The new “Indo-European Corded Ware Theory” of David Anthony

I recently wrote about the Indo-European Corded Ware Theory of Kristian Kristiansen and his workgroup, a sort of “Danish school”, whose aim is to prove a direct, long-lasting interaction between the North Pontic steppe and east European cultures during the Late Neolithic, which supposedly gave rise to a Late Indo-European-speaking Corded Ware culture. That is, a sort of renewed Kurgan model; or, more exactly, Kurgan models, since there is no single one preferred right now.
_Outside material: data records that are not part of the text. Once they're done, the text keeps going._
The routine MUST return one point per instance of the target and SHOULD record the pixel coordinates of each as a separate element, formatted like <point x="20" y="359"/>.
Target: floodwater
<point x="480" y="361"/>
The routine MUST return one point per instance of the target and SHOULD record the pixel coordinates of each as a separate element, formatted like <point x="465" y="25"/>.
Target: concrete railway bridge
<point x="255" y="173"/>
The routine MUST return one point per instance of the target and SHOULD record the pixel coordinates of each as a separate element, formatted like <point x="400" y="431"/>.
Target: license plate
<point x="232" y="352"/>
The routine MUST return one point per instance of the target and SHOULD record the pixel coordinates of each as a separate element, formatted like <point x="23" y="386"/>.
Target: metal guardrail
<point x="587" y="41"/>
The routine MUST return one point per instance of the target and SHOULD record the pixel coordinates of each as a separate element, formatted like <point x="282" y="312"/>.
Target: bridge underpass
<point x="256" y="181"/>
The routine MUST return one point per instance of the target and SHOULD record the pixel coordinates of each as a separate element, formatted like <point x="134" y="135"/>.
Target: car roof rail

David Anthony had remained more or less in the background after the controversial assessment of the so-called Yamnaya ancestral component by recent genetic papers, which posited that there was a genetic flow in the Late Neolithic suggesting a migration model that could be hypothetically simplified to Yamna -> Corded Ware -> Bell Beaker.

With his previous publications, especially The Horse, the Wheel, and Language: How Bronze-Age Riders from the Eurasian Steppes Shaped the Modern World (and its revisions), Anthony had set up an impressive revised steppe theory that overcame some of the errors of Gimbutas’ Kurgan model.

Whereas Indo-European-speaking Corded Ware cultures (CWC) were still featured prominently in his model, the different languages supposedly spoken by these groups were explained through multiple cultural diffusion events, and actual migrations from Yamna peoples were only described into Early Bronze Age cultures of the Balkans, and into the Afanasevo culture.

More recently, he has offered (in collaboration with his wife, Dorcas R. Brown) a tentative original connection Yamna -> Corded Ware in the Lesser Poland region, in their paper Molecular archaeology and Indo-European linguistics: Impressions from new data. It seemed to be based merely on recent genetic finds, and on the fact that Corded Ware remains appear to be oldest in that region, according to radiocarbon analysis.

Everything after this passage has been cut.